Day 48 and still counting! I had a great weekend with gf so I'm not going to give up the O. But the PM part are very dangerous and insidious so I'm attempting to give them up for good. It helps me to read your guys comments and get some support. Even though I haven't relapsed I feel I still need to be vigilant and keep this site in my arsenal to fight the PMO addiction. I don't want to feel cut off from people and even though this site is anonymous, I feel connected and less vulnerable. It is just a baby step do be even typing this but I'm taking it so that I can take the next baby step and, hopefully, the next...
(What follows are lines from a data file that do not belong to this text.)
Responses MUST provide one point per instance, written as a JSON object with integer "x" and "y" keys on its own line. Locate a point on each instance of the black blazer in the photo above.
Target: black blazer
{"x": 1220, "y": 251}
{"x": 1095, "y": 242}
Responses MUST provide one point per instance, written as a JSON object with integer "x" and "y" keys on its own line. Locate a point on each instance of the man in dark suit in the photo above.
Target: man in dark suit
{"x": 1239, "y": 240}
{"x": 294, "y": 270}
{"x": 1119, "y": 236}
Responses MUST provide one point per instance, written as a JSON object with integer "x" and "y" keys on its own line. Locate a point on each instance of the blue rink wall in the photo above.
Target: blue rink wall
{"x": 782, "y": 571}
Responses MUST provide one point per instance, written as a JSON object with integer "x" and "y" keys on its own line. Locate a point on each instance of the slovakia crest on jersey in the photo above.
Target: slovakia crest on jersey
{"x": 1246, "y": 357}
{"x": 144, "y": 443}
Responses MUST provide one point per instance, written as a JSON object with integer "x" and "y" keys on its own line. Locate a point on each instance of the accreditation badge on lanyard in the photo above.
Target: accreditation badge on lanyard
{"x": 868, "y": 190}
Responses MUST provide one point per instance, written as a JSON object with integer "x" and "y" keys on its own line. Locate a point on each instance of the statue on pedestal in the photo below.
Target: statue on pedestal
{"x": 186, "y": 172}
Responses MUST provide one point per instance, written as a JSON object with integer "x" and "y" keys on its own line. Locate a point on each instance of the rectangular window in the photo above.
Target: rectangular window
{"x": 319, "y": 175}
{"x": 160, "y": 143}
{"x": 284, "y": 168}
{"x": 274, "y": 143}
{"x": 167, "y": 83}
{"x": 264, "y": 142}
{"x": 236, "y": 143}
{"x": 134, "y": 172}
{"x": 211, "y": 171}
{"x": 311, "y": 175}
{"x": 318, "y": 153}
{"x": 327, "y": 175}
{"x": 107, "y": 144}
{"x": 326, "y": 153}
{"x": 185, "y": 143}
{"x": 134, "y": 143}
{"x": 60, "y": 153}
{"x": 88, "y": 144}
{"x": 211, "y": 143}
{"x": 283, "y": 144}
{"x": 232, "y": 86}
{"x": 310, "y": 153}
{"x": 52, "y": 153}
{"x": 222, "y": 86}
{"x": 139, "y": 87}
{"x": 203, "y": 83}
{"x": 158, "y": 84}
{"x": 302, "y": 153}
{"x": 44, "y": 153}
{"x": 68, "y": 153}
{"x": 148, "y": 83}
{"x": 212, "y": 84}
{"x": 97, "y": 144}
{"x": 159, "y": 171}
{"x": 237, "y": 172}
Yeah this site helps a ton. I find reading those who have relapsed again and again are great reminders why I need to stay on course. I don't know if I would've been able to make it this far without this site.
Wow, only just a week away from the 8 weeks mark. Even if your wanting to go further a big milestone. Well done, keep going!
Hi gettingthere, I can emphasis as this has been a big issue for me. I recommend reading the articles on this site by Dr Sarah Ulman http://thesexaddictedbrain.typepad.com/ In particular, 'Sex addiction and and the science of forgiveness' to quote: It was Dr Ullman's articles that got me motivated to start rebooting after I realised that my addiction had effectively made me morally bankrupt and that it was a progressive condition that would only get worse. I few months after reading the material on her site, I found Your Brain on Porn and then this forum. Both her articles and the ones on YBOP are such powerful stuff when combined with the accountability of this forum. Hope it helps. Keep going!